Before starting a machine learning or data science task, it is always useful to familiarize yourself with the data set and its context.

### Required imports

In [None]:
from tensorflow import keras
from collections import Counter
from keras.datasets import mnist
import matplotlib.pyplot as plt
%matplotlib inline
import numpy as np

### Obtaining the dataset

In Keras' datasets module we have a handle to the MNIST dataset we want to use in this notebook.  Download the training and test set for this data.

In [None]:
(x_train, y_train), (x_test, y_test) = mnist.load_data()

### Dimensions and types

Determine the shape and type of the training and the test set.

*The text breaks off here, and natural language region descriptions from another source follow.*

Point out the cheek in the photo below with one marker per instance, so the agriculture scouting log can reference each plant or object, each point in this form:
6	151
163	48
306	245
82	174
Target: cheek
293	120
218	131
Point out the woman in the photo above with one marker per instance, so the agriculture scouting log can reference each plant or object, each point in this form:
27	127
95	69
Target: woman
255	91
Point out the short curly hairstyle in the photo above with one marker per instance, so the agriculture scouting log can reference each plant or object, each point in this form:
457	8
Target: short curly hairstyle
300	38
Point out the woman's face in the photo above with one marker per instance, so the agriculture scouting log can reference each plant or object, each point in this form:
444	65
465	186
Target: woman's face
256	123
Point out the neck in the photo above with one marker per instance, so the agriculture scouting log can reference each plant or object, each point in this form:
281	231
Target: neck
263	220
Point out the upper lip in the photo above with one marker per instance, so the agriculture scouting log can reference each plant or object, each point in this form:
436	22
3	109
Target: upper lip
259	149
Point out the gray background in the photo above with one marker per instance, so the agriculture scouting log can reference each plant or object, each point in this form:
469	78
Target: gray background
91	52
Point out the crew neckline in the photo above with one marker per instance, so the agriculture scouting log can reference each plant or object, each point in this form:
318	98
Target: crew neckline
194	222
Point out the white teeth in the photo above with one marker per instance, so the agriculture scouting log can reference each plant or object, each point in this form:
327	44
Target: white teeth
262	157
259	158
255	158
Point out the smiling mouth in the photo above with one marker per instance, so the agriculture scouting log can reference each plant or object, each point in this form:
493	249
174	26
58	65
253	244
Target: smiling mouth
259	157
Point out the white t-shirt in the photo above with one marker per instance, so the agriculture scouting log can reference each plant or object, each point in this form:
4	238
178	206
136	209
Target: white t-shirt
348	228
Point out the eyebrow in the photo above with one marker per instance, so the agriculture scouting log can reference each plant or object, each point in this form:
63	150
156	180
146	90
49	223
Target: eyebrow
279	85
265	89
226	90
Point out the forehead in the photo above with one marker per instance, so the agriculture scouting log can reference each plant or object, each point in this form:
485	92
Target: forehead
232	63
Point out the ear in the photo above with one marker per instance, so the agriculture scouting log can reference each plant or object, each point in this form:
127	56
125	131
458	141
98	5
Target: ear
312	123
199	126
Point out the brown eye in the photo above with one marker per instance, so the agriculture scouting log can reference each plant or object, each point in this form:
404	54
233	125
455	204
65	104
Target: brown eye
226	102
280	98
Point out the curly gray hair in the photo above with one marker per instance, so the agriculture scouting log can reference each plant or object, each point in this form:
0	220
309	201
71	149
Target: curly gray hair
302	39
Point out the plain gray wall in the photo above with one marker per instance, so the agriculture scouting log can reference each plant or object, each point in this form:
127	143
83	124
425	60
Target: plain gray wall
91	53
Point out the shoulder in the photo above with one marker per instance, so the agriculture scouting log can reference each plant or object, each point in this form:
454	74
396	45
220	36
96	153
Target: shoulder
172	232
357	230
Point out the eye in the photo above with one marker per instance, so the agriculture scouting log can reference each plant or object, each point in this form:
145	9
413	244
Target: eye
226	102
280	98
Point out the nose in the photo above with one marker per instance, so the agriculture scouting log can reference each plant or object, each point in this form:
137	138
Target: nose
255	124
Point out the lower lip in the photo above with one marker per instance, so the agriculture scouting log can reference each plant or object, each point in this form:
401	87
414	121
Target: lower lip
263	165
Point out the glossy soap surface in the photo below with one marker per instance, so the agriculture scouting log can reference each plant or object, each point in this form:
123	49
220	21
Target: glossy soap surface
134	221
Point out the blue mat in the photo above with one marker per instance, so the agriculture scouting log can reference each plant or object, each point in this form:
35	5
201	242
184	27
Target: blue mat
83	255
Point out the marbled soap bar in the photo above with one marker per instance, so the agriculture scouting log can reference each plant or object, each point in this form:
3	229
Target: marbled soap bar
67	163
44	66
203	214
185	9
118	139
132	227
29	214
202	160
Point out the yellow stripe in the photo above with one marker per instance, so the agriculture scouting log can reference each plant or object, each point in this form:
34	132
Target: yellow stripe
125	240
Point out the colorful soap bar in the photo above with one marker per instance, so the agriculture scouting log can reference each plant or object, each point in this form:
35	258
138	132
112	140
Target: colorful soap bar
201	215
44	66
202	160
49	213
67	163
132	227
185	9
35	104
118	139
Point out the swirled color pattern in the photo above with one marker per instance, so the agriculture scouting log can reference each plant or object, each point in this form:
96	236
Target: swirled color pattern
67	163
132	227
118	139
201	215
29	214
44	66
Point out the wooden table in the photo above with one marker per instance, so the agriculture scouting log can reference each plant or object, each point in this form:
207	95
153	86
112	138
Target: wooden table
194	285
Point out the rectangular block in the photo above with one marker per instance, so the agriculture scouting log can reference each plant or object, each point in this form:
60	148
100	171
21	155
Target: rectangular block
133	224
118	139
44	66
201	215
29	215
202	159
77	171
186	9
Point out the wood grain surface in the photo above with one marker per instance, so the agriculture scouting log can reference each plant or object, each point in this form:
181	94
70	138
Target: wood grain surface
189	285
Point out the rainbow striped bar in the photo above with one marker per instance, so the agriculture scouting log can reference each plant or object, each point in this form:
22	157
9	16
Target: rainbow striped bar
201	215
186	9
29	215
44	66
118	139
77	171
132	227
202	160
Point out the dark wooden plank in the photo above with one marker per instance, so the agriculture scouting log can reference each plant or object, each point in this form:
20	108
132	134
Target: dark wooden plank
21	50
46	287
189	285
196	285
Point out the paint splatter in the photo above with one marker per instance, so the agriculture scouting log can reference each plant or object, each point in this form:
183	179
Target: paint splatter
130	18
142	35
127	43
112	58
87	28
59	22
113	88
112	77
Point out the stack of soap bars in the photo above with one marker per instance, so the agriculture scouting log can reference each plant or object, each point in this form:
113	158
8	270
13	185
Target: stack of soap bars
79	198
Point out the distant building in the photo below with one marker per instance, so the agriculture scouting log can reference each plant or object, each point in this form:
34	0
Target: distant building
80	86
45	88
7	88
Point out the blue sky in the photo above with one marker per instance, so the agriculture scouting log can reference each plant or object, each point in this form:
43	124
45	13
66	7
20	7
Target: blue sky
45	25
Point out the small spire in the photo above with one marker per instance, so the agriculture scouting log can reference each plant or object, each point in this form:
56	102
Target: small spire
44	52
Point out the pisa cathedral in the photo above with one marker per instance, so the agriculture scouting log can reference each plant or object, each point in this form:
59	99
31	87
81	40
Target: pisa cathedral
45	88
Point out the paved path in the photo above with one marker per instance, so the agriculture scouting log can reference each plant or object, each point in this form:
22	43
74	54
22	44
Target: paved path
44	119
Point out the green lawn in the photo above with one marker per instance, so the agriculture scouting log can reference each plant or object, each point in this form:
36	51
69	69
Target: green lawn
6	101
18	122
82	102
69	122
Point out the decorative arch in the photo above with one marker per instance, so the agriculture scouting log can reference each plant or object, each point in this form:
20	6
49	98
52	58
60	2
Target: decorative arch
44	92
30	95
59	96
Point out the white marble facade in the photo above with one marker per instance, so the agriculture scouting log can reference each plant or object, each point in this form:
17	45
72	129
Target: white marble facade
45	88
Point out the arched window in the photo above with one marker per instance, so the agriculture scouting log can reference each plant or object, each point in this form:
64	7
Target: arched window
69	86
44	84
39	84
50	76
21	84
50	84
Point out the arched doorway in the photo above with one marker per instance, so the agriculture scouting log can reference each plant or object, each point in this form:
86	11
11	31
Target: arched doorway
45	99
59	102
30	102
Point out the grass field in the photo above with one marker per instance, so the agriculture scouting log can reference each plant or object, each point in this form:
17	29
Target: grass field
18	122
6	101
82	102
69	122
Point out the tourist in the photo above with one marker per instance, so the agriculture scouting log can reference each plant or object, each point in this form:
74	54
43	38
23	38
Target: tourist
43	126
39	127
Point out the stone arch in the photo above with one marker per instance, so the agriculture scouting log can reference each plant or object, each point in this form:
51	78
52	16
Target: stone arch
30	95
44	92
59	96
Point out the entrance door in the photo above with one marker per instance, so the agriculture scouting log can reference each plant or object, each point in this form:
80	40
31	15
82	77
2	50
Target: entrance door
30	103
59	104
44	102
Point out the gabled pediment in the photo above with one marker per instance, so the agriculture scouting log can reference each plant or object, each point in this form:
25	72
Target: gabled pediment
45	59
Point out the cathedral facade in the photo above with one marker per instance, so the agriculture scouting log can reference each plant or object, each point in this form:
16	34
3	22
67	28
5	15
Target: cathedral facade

The training set has 60,000 examples, the test set 10,000.  The input is a 28 $\times$ 28 matrix of unsigned 8-bit integers, the output a single unsigned 8-bit integer.

### Data semantics

Each input represents a scanned grayscale image of a handwritten digit, the output is the corresponding integer. Visualize the image, and check the label for the first training example.

In [None]:
rows = 5
cols = 7
figure, axes = plt.subplots(rows, cols, figsize=(5, 3))
plt.subplots_adjust(wspace=0.1, hspace=0.1)
for img_nr in range(rows*cols):
    row = img_nr//cols
    col = img_nr % cols
    axes[row, col].get_xaxis().set_visible(False)
    axes[row, col].get_yaxis().set_visible(False)
    axes[row, col].imshow(x_train[img_nr], cmap='gray')

In [None]:
y_train[:rows*cols].reshape(rows, cols)

So this proves that I'm certainly not the only one cursed with bad handwriting.

### Data distribution

An important question is whether all digits are represented in the training and test set, and what the distribution is.  This may have an impact on the accuracy of the trained model.

Although some digits like 1 are overrepresented, and others, e.g., 5 are underrepresented, the distribution seems to be reasonably uniform, and it is likely no special care needs to be taken.